理解度と診断の正確さが向上した「うつ病」

 日本では厚生労働省により2007年、「糖尿病」「心筋梗塞」「脳卒中」「がん」が4大疾患に指定されたが、2011年に「精神疾患」が加わって5大疾患に改められた。統計的に見ると、精神疾患は1996年辺りから目立って増えてきており、2011年の5大疾患の指定はむしろ遅かったようにも思える。

 心の病気の代表に挙げられるのは「うつ病」。日本では精神科患者数の3分の1がうつ病と診断されるが、この数年若干減少に転じている。これは、本来はうつ病でないのにうつ病と診断されていた疾病が、医療の発展によってより正確に診断され始めている可能性がある。

 労災においても同様のことがいえる。申請側の知識・理解度が向上、より正確な申請がなされるようになり、申請数が減少しつつ認定数は増加という減少が起きている。

 ただいずれも、うつ病が減少していることを表しているわけではない。気分障害患者数で見ればうつ病が占める割合は7割を越え、常に増加傾向にあることは変わらない。

統計で割り出される「自殺が多い世代」

 日本の自殺者数は世界トップクラスで、人口10万人中20人を超える。先進国の中でも、例えばイタリアなどのように、同10人に満たない国がある。ちなみにタイは2013年の数字で同6人未満。

 自殺に関する各種統計を見ていくと、男性の自殺は女性のざっと倍。統計を取り始めた戦後1947(昭22)年から大きく3つの波が起きており、現在はピークを過ぎて減少気味にある。

 この波を年齢別に追っていくと、最初の波は1955(昭30)年をピークとし、最多の年齢層は15―24歳。第2の波のピークは1983(昭58)年で同45―54歳、第3の波のピークは2003(平15)年で同56―64歳が自殺者最多となっている(第3の波は1998年(平10)年にもピークがあり45―54歳が最多)。

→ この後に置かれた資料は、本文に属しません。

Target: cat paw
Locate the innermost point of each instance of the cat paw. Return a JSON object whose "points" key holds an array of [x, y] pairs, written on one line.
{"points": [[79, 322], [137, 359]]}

 これで見ると明らかに、「昭和初めの生まれ、10代で戦争を体験」という世代に自殺が集中している。団塊と呼ばれる世代の前であることから、自殺者数は人口の多少に比例していないと思われる。また、女性の自殺者数は1958(昭33)年にピークを迎え、それ以降はほぼ横ばいだ。

うつ病予防の考え方

 うつ病の予防は三段階に分けられる。

◇ 一次予防:疾病の予防、うつ病にならないよう健康増進に努める。
◇ 二次予防:うつ病になっても重症化しないよう、早期発見・介入する。
◇ 三次予防:うつ病を治して再発しないよう予防、周囲の者が職場復帰を支援する。

 うつ病(DSM-5)の判断基準は以下のとおり。9項目のうち、うつ病で必ず見られる症状の「1」と「2」を含み、2週間以上ほぼ毎日続いていると、うつ病と判断される可能性が高い。

1. ほとんど1日中の抑うつ気分
2. ほとんど1日中、すべて、またはほとんどすべての活動における興味、喜びの著しい減退
3. 食欲の減退または増加
4. 不眠または睡眠過多
5. 精神運動性の焦燥または制止
6. 易疲労性または気力の減退
7. 無価値感または罪責感
8. 思考力や集中力の減退または決断困難
9. 死についての反復思考

 うつ病がどうして起こるのかは解明されていないが、多くの場合にストレスが背景にある。日常生活への適応で、そのレベルが過多に振れるとささいな刺激で過敏になり、イライラや怒りが起こる。過剰適応で知らないうちに無理をし、ワーカーホリックになる。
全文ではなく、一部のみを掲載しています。